Location
- Warrior Drive Tuba City, Arizona 86045 United States
- Coordinates: 36°07′36″N 111°13′25″W﻿ / ﻿36.126661°N 111.223479°W

Information
- Type: Public high school
- Established: 1959 (67 years ago)
- School district: Tuba City Unified School District
- CEEB code: 030452
- Principal: Raye Lynn McCabe
- Grades: 9–12
- Enrollment: 687 (2023–2024)
- Colors: Green and white
- Mascot: Warrior
- Website: tcusd.org/tchs/

= Tuba City High School =

Public high school in Coconino County, Arizona

Tuba City High School is a high school in Tuba City, Arizona, under the jurisdiction of the Tuba City Unified School District.

==History==
It was established in 1959 and is now one of two high schools in Tuba City. It directly adjoins Greyhills Academy High School, which opened in 1972; the two schools are separated by an iron fence and are traditional scholastic and athletic rivals.
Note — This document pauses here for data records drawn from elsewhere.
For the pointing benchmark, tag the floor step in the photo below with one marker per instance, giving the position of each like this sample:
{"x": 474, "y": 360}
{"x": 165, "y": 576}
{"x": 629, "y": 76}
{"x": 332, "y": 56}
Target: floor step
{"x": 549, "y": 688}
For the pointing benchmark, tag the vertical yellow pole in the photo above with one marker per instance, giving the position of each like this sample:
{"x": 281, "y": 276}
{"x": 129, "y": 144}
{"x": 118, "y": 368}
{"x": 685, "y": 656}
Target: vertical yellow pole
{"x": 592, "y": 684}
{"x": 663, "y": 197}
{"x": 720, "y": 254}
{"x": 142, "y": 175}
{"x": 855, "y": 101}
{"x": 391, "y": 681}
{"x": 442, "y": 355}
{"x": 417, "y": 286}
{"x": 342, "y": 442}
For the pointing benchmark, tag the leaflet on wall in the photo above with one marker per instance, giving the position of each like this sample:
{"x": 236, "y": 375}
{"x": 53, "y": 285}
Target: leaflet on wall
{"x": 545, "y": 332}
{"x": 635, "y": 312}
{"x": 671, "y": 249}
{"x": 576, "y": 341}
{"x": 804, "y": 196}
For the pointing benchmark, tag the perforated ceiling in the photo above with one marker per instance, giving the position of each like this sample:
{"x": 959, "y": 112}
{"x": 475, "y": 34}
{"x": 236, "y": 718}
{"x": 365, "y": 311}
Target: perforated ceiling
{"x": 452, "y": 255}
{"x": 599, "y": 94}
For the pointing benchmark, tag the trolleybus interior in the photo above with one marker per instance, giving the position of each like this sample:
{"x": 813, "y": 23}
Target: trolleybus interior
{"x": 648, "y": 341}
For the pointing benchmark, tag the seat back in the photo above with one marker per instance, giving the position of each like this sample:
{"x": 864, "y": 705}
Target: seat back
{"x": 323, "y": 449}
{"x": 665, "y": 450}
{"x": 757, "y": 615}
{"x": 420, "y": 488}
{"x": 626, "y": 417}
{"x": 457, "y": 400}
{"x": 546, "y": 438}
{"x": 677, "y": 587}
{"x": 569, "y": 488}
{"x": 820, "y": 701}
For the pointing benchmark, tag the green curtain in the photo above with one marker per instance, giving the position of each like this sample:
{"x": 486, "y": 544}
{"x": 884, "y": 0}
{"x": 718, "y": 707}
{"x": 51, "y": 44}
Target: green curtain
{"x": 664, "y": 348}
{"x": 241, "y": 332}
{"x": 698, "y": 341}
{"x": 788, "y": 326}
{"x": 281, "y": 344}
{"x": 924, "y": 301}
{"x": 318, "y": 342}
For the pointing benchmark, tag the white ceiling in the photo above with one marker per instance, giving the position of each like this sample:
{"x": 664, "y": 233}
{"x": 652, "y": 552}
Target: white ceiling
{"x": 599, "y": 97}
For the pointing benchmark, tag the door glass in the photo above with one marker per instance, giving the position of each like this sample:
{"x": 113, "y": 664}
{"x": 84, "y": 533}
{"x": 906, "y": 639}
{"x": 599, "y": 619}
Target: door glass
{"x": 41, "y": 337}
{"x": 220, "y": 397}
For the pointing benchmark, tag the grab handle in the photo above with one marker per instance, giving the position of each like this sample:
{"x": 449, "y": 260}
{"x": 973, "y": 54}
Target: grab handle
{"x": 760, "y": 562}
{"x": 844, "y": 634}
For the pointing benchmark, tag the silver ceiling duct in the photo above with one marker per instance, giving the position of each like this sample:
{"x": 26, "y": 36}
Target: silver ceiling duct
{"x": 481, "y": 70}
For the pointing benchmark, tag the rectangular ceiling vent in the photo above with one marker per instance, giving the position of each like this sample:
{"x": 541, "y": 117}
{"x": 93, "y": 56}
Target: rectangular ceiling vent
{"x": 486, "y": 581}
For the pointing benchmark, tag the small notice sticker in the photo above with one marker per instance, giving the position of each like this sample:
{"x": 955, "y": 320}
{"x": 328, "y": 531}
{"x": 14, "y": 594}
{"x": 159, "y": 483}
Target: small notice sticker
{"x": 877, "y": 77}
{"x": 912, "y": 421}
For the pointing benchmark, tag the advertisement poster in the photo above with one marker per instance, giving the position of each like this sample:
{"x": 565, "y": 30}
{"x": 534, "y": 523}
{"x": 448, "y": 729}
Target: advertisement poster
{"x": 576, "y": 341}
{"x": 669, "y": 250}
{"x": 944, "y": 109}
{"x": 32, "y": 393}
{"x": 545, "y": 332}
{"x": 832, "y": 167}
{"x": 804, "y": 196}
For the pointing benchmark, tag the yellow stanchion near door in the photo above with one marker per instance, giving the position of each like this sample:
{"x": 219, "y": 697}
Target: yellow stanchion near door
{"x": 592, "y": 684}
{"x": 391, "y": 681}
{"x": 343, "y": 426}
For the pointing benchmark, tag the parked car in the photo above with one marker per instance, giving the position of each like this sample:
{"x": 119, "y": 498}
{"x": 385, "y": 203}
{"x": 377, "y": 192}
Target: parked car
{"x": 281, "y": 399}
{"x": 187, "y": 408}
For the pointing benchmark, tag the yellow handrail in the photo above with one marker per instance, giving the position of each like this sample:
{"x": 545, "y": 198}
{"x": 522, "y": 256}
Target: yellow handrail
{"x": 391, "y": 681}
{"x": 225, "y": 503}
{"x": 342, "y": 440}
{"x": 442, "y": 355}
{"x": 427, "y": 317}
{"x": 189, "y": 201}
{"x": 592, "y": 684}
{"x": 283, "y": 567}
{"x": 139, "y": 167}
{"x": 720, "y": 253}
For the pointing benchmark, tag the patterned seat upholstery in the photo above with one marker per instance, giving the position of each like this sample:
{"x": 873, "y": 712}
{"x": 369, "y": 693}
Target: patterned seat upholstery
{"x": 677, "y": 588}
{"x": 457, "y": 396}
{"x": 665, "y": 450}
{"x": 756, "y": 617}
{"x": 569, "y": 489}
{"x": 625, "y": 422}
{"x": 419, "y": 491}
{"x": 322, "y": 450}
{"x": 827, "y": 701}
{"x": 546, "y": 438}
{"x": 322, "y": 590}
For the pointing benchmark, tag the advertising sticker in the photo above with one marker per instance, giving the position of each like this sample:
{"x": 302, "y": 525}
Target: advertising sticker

In 1974, Tuba City High was funded by both the school district and by the Bureau of Indian Affairs, with two separate principals but with local and boarding school students attending the same classes.

Tuba City High School was awarded the 1982 National Cross Country Championship through the XC Legacy series published through Milesplit.us in an effort to begin filling in the national rankings from 1980 to 1988. The Harrier Magazine, operated by Marc Bloom formerly of Runners World Magazine began keeping official rankings in 1989. The National Title is the first for historic Coach Bud Davis and caps off a remarkable season and school Legacy of eight straight state titles, eleven in thirteen seasons. Tuba City High School's varsity volleyball team are 2012 Champions. Also, Tuba City High School's Cross-Country team took 1st in the state in 2013.